Le fils de Nestor, Oscar, surprit un jour son père dessinant des planches naturalistes, et comprit que son oncle Victor, profitant de la faiblesse de son frère, les vendait et s’en attribuait la création. Qui pouvait, en effet, imaginer que Nestor, considéré alors comme le fada du village, était un dessinateur de talent ?

En colère contre son oncle, les disputes devinrent fréquentes au château, de plus en plus violentes,

Oscar et Victor se battirent en duel, et Oscar tua son oncle.

Chassé du village par le reste de sa famille et les notables du coin, il quitta le pays, plus personne n’entendit parler de lui.

 

Jean était remué par cet ancien fait divers. Mais pourquoi ? quel rapport avec lui se disait-il ?  Pourquoi cette histoire le touchait-il tant ? Qu’est-ce qu’elle réveillait en lui ? Il n’avait pas vécu d’évènements semblables, et à sa connaissance aucun de ses proches non plus.

Il se souvenait bien que dans sa propre histoire familiale, un de ces ancêtres venait de loin, mais n’en savait pas plus, d’ailleurs ça ne l’avait jamais intéressé, et n’avait donc pas cherché plus loin.

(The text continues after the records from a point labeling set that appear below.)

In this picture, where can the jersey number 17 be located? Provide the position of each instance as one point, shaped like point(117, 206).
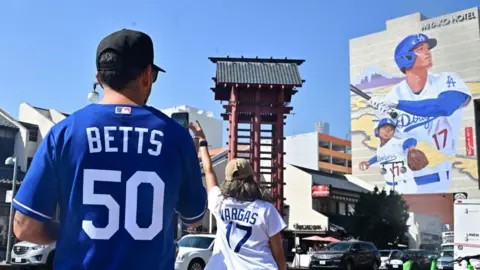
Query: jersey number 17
point(233, 229)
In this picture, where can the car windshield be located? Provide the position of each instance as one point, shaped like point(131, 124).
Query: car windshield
point(384, 253)
point(338, 247)
point(447, 248)
point(195, 242)
point(448, 253)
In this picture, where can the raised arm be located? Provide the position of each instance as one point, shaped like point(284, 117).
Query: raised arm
point(37, 198)
point(192, 201)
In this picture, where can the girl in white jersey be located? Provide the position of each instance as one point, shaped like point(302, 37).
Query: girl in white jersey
point(248, 228)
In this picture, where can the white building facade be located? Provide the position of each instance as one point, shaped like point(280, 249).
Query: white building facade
point(212, 126)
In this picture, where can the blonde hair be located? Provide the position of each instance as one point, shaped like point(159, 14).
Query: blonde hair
point(241, 189)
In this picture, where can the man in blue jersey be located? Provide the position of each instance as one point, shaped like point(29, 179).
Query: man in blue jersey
point(118, 170)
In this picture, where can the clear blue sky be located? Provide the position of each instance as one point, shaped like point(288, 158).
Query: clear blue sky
point(47, 48)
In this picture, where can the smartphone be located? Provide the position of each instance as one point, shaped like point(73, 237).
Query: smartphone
point(181, 118)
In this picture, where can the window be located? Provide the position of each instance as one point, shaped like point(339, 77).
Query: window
point(365, 247)
point(332, 207)
point(320, 205)
point(351, 209)
point(32, 134)
point(195, 242)
point(342, 208)
point(7, 133)
point(29, 162)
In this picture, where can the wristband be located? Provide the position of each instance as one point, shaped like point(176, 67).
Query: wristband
point(203, 143)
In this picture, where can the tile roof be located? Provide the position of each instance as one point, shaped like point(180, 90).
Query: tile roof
point(5, 122)
point(336, 181)
point(258, 71)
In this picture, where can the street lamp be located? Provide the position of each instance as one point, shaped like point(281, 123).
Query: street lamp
point(403, 170)
point(11, 161)
point(94, 96)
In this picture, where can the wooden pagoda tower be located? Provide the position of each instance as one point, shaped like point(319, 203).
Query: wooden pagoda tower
point(258, 92)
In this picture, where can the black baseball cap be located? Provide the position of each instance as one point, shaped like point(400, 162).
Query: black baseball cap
point(134, 47)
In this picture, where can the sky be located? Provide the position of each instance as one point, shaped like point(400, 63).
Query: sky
point(47, 48)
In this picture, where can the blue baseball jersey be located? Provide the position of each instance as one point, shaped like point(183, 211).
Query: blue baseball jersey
point(118, 173)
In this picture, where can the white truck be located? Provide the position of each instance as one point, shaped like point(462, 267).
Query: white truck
point(466, 231)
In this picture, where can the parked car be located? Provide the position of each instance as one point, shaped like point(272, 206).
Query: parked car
point(347, 255)
point(194, 251)
point(386, 255)
point(421, 259)
point(30, 254)
point(445, 261)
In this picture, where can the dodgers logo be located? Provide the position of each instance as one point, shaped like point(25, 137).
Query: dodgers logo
point(450, 82)
point(420, 38)
point(410, 122)
point(387, 158)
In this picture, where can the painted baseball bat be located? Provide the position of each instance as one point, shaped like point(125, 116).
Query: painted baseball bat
point(364, 95)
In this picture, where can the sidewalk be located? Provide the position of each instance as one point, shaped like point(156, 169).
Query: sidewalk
point(4, 265)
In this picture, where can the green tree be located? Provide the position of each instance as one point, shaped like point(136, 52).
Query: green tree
point(380, 218)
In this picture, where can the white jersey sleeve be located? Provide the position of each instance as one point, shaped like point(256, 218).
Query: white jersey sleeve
point(275, 222)
point(451, 81)
point(215, 199)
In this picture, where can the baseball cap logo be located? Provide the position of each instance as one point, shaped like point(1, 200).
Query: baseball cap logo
point(123, 110)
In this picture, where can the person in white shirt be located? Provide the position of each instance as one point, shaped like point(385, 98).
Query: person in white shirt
point(248, 228)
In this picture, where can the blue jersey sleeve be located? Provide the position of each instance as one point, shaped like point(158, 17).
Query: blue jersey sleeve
point(373, 160)
point(39, 193)
point(409, 142)
point(193, 196)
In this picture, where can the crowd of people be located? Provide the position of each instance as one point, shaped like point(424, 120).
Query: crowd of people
point(120, 169)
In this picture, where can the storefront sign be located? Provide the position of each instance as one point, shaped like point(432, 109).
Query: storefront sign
point(449, 20)
point(300, 227)
point(460, 196)
point(469, 141)
point(320, 191)
point(8, 196)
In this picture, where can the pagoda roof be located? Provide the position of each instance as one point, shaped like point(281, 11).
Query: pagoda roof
point(263, 71)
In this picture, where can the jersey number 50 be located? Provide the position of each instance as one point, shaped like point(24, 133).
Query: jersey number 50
point(140, 177)
point(232, 229)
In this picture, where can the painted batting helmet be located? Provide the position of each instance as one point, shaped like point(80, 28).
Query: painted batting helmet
point(383, 122)
point(404, 56)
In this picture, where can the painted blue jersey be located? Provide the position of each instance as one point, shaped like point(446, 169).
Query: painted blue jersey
point(118, 173)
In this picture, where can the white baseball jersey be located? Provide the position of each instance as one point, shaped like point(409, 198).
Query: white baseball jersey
point(243, 233)
point(390, 152)
point(441, 132)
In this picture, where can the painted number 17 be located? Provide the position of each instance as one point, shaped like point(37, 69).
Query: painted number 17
point(232, 229)
point(440, 138)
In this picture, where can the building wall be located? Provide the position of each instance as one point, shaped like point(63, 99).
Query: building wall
point(421, 229)
point(373, 69)
point(29, 114)
point(298, 196)
point(212, 126)
point(20, 151)
point(302, 150)
point(433, 204)
point(333, 154)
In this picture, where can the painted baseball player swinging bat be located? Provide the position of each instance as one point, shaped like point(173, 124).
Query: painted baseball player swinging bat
point(364, 95)
point(430, 108)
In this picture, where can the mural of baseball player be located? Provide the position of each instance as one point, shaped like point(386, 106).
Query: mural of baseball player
point(391, 154)
point(430, 107)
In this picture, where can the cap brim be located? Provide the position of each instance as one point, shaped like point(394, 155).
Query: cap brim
point(158, 68)
point(432, 43)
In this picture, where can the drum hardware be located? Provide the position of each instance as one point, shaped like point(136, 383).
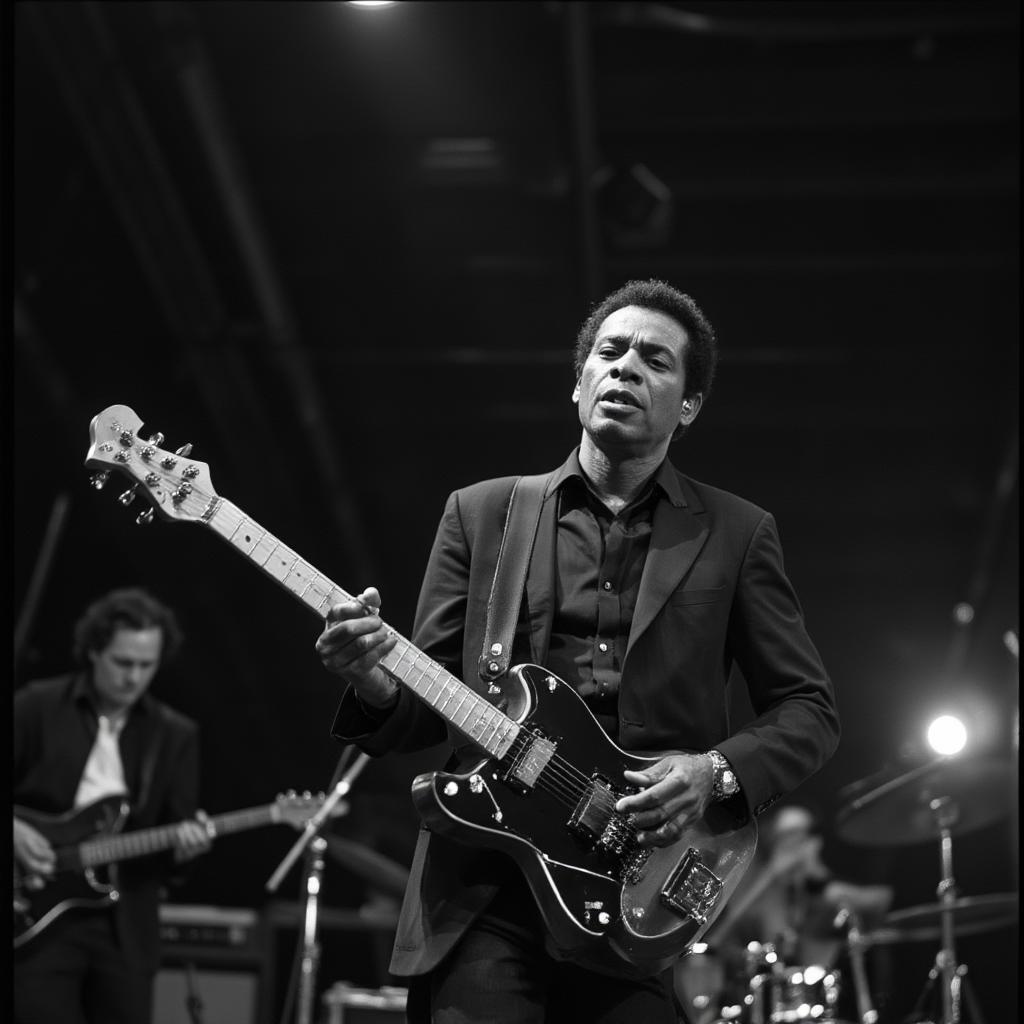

Ces questions restèrent sans réponses pendant des mois, puis il n’y pensa plus.

 

L’année d’après, sa sœur Albertine, curieuse de savoir où il vivait désormais et de découvrir cette région qui lui était inconnue, vint lui rendre visite . Il fut tout heureux de parcourir la campagne avec elle, de lui montrer son village et ses monuments, de lui raconter ce qu’il savait le l’histoire de lieux. Lors d’une de ces visites, Albertine aperçut quelques dessins naturalistes de l’ancien châtelain. A peine les avait-elle vus, qu’elle s’immobilisait surprise : elle aussi avait trouvé quelques planches du même dessinateur chez elle ! Elle voulait rénover un vieux secrétaire, enfoui sous des tas de cartons, dans son grenier ! Et là, tout au fond d’un tiroir, conservées soigneusement dans un classeur en cuir, elle les avait trouvés. Jean fut à nouveau troublé, les questions se bousculèrent à nouveau dans sa tête, et avec sa sœur, ils explorèrent l’histoire de leur famille et comprirent qu’ils étaient les descendants de Nestor et Julien celui de Victor.